O'Keeffe, who owned a copy of Kandinsky's book, was no Theosophist, but like him, she felt that abstract art could express the artist's purely internal realities. In 1915 she was a 28-year-old art teacher stuck at a small women's college in South Carolina. One year earlier, she had been living happily in New York City and getting her first eager taste of Picasso, Braque and American modernists like John Marin. Stranded in a place she called the "tail end of the world," she decided to go where none of those artists had ventured. Drawing on the liquid forms of Art Nouveau and her own churning inner life, she produced an astonishing series of purely abstract charcoal drawings, some of the most radical work being done anywhere at that moment.
We would probably know nothing of those drawings today if O'Keeffe hadn't mailed some to a friend in New York who took them to the photographer Alfred Stieglitz, a pivotal figure in the small world of American modernism. Stieglitz agreed to include them in a group show at his 291 gallery, the tiny cockpit of advanced art where O'Keeffe had seen those Picassos and Marins. They were an immediate hit. Two years later, he gave her a solo exhibition that made her name for good.
By that time, O'Keeffe had reintroduced color into her work. Her typical canvases were eruptions of soft form, like the cresting fiddleheads of mauve, orange and green in Series I, No. 4, from 1918. But she also worked in a taut, sharp-edged register that produced work like Red & Orange Streak, from the following year. Nothing about a picture like that suggests it's the work of a woman, but from early on, critics treated her paintings as bulletins from the Eternal Feminine. In her plump bulbs of color and shadowy openings they found the swells and inlets of the female body. Or as Paul Rosenfeld put it, "What men have always wanted to know and women to hide, this girl puts forth." Things got only worse after Stieglitz, who would become her lover and then her husband, exhibited his intimate nude photographs of her in 1921, pictures that marked her forever as the pinup girl of the avant-garde.

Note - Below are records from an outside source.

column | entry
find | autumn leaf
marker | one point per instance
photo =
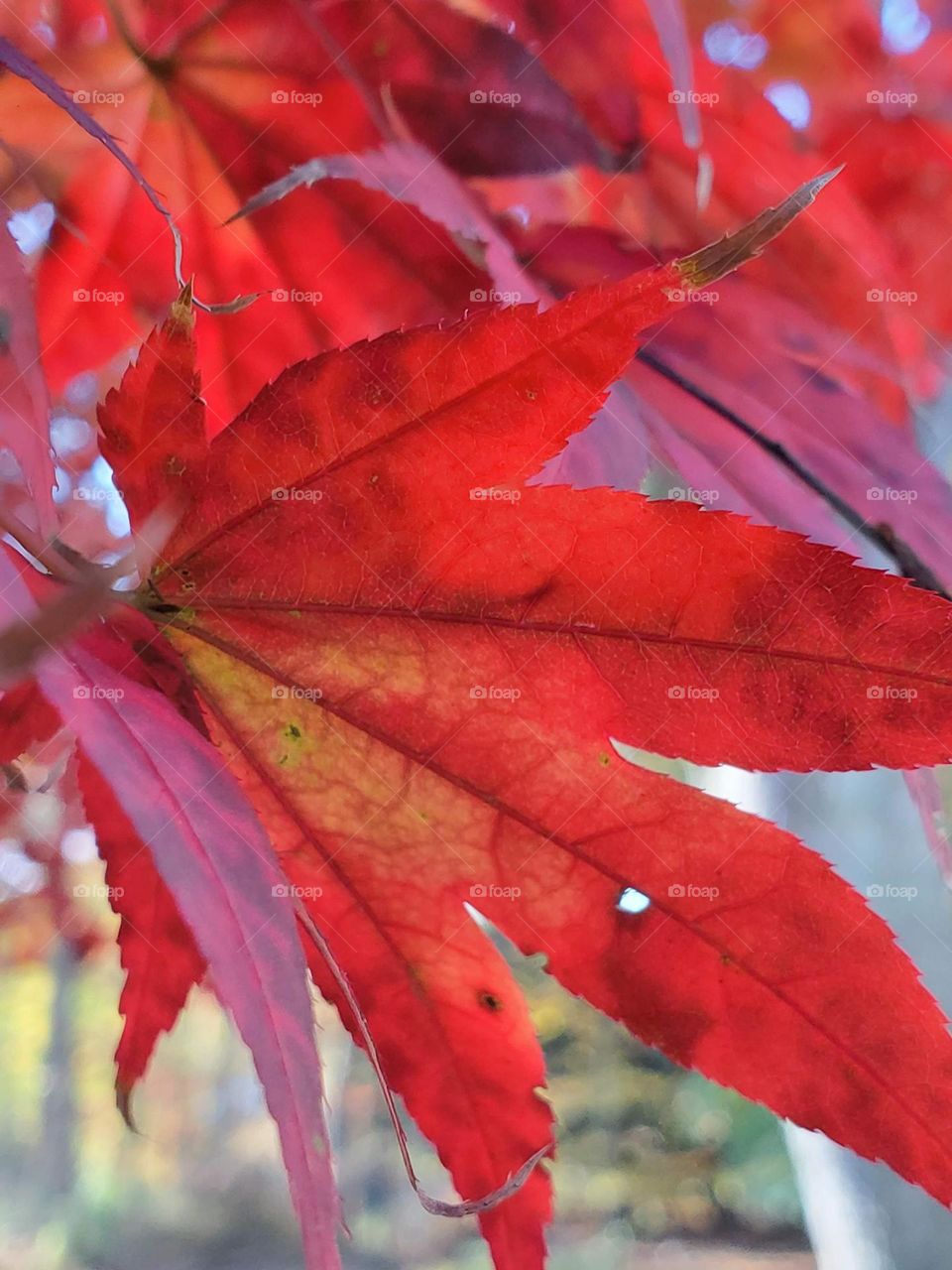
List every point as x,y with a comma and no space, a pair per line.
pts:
416,667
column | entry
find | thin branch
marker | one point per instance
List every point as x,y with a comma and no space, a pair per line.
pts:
879,534
440,1207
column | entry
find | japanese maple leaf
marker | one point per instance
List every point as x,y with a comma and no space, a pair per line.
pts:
211,107
416,666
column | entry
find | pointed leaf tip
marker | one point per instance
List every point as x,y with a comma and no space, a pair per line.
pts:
720,258
182,313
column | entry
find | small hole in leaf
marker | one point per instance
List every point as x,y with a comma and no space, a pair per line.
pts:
633,901
489,1002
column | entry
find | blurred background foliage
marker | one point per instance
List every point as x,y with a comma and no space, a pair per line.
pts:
655,1166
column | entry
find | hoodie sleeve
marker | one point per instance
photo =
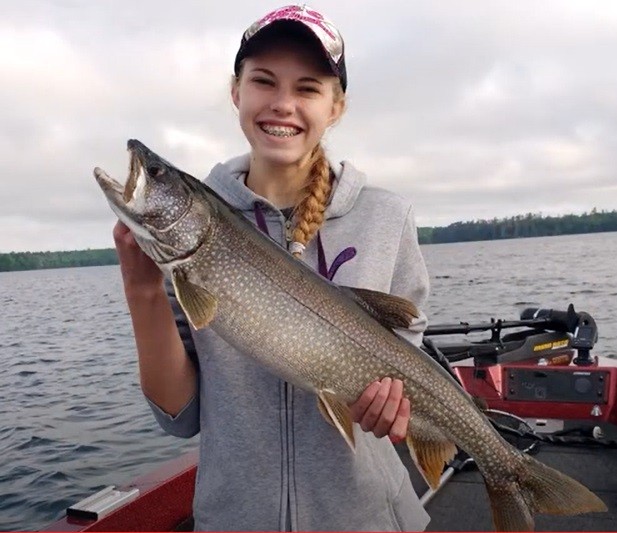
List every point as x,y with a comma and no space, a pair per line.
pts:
186,423
410,278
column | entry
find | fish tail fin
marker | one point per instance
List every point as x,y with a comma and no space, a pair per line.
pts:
538,489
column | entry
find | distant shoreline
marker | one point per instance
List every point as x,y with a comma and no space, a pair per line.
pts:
521,226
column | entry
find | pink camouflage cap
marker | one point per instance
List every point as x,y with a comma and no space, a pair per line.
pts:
305,18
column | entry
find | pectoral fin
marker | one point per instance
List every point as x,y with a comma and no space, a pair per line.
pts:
337,413
430,449
391,311
198,304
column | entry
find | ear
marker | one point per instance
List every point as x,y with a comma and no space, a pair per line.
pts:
235,93
337,111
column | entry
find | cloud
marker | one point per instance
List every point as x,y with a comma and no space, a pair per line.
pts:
475,109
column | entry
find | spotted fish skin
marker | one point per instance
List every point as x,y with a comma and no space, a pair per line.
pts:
330,340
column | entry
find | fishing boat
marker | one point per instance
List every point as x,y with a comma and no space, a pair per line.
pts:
539,384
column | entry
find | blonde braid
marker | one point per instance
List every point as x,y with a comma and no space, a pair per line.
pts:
309,213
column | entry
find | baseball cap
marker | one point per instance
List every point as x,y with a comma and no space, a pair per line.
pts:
304,19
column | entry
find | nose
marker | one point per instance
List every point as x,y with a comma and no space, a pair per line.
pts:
283,102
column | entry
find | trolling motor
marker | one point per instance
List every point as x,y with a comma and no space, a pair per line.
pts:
537,367
549,334
581,325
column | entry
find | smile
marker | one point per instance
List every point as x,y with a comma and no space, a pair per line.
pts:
280,131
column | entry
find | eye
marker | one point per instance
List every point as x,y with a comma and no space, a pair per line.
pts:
309,89
155,170
263,81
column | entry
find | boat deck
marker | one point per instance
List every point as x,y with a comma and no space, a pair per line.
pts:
462,503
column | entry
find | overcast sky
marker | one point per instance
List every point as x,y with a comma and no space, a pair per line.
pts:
471,108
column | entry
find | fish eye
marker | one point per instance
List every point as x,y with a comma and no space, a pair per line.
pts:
154,170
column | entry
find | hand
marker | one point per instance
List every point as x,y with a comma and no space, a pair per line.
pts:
139,272
382,409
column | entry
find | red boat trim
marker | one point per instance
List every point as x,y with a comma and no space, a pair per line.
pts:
164,502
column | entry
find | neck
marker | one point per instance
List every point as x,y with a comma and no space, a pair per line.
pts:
280,184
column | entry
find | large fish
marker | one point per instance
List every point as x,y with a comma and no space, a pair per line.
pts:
327,339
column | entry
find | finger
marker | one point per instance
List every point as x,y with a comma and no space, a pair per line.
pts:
390,409
120,229
398,431
359,407
374,410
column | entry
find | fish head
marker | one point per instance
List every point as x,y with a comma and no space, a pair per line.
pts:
158,204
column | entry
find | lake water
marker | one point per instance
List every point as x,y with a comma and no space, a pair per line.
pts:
72,416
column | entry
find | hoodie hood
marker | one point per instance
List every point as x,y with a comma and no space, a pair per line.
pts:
227,179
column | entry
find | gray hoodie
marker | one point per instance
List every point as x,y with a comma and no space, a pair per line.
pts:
268,460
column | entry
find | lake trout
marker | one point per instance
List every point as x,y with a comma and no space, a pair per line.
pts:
330,340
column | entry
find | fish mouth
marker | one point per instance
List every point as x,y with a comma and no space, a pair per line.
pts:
124,195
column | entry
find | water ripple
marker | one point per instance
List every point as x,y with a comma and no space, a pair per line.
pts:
73,418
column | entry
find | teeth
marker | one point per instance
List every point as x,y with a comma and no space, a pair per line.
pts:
280,131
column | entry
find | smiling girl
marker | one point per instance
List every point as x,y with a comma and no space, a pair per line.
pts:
268,460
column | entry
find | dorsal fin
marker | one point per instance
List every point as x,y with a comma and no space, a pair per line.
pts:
391,311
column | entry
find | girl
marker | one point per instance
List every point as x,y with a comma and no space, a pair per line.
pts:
268,460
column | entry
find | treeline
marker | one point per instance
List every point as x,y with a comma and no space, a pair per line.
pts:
42,260
529,225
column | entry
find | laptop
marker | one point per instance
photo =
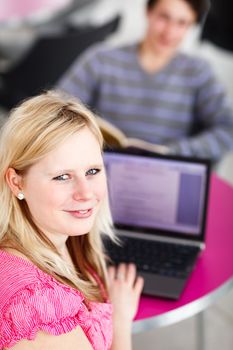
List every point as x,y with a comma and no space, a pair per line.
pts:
159,206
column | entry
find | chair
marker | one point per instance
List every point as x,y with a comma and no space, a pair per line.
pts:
47,60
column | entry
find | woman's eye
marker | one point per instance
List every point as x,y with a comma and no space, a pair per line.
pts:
93,171
62,177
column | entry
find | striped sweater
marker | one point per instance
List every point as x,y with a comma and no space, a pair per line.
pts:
165,107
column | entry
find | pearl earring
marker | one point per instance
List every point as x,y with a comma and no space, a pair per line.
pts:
20,196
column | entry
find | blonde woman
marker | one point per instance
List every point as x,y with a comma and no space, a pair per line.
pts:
55,290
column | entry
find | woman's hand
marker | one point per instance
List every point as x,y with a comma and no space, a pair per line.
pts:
125,288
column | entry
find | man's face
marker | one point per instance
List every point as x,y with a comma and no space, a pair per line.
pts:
168,22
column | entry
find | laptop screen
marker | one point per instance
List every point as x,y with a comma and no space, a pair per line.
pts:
157,193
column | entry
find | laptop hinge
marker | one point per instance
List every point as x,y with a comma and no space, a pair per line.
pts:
169,239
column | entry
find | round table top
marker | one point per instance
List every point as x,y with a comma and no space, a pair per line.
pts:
212,275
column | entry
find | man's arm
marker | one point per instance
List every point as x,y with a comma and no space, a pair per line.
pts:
214,113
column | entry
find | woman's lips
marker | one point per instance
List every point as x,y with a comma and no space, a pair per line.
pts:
81,214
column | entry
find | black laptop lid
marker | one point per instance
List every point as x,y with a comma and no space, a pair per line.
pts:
157,194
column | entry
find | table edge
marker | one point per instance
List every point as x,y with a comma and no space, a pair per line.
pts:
182,312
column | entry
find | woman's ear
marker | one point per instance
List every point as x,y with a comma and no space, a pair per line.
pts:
14,181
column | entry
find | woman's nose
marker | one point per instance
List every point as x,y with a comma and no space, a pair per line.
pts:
82,191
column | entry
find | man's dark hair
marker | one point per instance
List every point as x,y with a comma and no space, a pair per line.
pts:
200,7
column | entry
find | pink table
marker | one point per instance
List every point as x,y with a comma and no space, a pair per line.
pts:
213,274
15,9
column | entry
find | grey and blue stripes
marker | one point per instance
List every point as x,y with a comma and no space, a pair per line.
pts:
161,108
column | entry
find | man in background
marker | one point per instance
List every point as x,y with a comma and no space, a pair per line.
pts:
151,90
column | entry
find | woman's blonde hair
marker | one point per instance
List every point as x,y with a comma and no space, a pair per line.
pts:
34,129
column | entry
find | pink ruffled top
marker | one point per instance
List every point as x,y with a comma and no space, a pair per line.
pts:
31,300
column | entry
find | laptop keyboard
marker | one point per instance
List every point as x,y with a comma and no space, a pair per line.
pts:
162,258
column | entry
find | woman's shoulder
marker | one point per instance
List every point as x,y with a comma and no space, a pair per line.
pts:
19,275
32,300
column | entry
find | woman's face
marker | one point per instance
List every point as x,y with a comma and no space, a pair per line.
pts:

Let's grant that a lot of O'Keeffe's work invites those readings. When you're faced with the labial purple coils of a painting like Music, Pink and Blue No. 2, from 1918, what else can you think about? But what's so refreshing about the Whitney show which runs through Jan. 17, then moves to Washington and Santa Fe, N.M. is the way it spares us O'Keeffe the Earth Mother and points us back to the endlessly inventive formalist she remained, intermittently, to the end of her life.
Abstraction may not be a religion anymore, but you can't look at the early buoyant pictures in either of these shows without being glad that, for a while, there were artists who kept the faith.